Caronia chose to have his day in court, but Gleason pled guilty to a misdemeanor charge and Orphan Medical agreed to a $20 million criminal and civil settlement. Gleason’s medical licenses were suspended, his life fell apart, and he committed suicide in February 2011. Ironically, the FDA has since approved one of the off-label uses in question.
Unclear, Ambiguous, and Overbroad Rules
During oral arguments in January 2011, the Second Circuit’s three-judge panel seemed inclined to agree that the FDA rules are unclear, ambiguous, and overbroad. At one point, Department of Justice attorney Douglas Letter tried to explain that off-label promotion “is not a crime” per se, but is merely evidence of Caronia’s and Gleason’s intent to “introduce a misbranded drug into commerce,” which is a crime.
But the government’s reasoning was circular, because the only way in which the drug was “misbranded” was Gleason’s claim that the drug was safe and effective for off-label uses. Not surprisingly, the judges had difficulty following the government’s argument and seemed sympathetic to Caronia’s position.
The DC District Court challenge is even more bizarre. New Jersey-based drug maker Par Pharmaceutical argued that the off-label promotion regulations could subject manufacturers to prosecution for wholly lawful on-label promotion.
Par Pharmaceutical manufactures an appetite stimulant called Megace, which has been approved for treating anorexia, severe malnutrition, and sudden weight loss in AIDS patients. It is also widely recommended by major treatment guidelines for the off-label use to stimulate the appetite of geriatric and cancer patients. Megace and similar drugs are so widely accepted as the standard of care for those conditions that it would arguably be unethical to conduct placebo-controlled trials in order to add the new indications to the label.
Par’s most potent argument is that the prohibition of off-label promotion of Megace also precludes the promotion of a substantial number of obviously legitimate on-label uses. The hospitals and long-term care facilities that commonly treat patients who suffer from anorexia and late-stage AIDS also tend to treat geriatric and cancer patients. Here’s the rub: The FDA prohibits drug makers from promoting fully-approved on-label uses in environments where a substantial amount of off-label prescribing is likely to occur.

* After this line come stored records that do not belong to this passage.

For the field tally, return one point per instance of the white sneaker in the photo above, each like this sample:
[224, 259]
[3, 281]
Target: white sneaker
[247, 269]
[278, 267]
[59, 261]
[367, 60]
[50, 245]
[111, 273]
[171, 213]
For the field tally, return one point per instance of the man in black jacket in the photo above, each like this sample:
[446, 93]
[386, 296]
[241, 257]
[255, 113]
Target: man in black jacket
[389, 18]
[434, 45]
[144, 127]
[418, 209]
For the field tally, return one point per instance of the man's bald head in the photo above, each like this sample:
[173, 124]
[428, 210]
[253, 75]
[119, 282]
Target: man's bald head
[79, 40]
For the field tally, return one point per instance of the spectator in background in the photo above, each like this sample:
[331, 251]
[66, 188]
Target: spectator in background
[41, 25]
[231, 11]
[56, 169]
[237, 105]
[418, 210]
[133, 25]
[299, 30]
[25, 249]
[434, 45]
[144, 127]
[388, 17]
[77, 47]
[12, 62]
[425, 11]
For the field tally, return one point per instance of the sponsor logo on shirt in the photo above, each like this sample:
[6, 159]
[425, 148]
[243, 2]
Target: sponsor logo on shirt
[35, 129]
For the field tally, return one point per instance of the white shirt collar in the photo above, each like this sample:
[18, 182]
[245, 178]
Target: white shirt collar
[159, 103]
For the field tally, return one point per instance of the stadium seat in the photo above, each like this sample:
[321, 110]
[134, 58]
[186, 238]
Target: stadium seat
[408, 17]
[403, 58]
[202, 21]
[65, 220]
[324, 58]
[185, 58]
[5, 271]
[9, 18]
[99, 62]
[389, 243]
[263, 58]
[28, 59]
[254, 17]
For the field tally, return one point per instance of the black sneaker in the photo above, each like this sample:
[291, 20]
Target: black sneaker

In filings with the District Court, Par provides examples of other drug companies in a similar Catch-22 that have been prosecuted for what otherwise appeared to be fully legal speech.
The U.S. Supreme Court has held on several occasions, most recently in the June 2011 case Sorrell v. IMS Health, that truthful speech used in pharmaceutical marketing is entitled to the same level of First Amendment protection as other forms of commercial speech. And the U.S. Court of Appeals for the Seventh Circuit decision in United States v. Caputo (2008) concluded that the FDA’s off-label speech restrictions are likely to be “unconstitutional in at least some applications.” There is good reason, therefore, to believe that the Second Circuit or the D.C. District Court will strike down at least part of the off-label promotion ban.
The government should be able to regulate commercial speech to ensure it is truthful and not fraudulent, but the First Amendment’s guarantees would be weak, indeed, if they did not protect the right to utter, hear, and promulgate truthful, non-misleading information. As the Supreme Court concluded in the landmark case Thompson v. Western States Medical Center (2002) involving advertising by pharmacists, the “First Amendment directs us to be especially skeptical of regulations that seek to keep people in the dark for what the government perceives to be their own good.” That is a supremely good rule, one that leads to the conclusion that some types of off-label promotion are protected speech.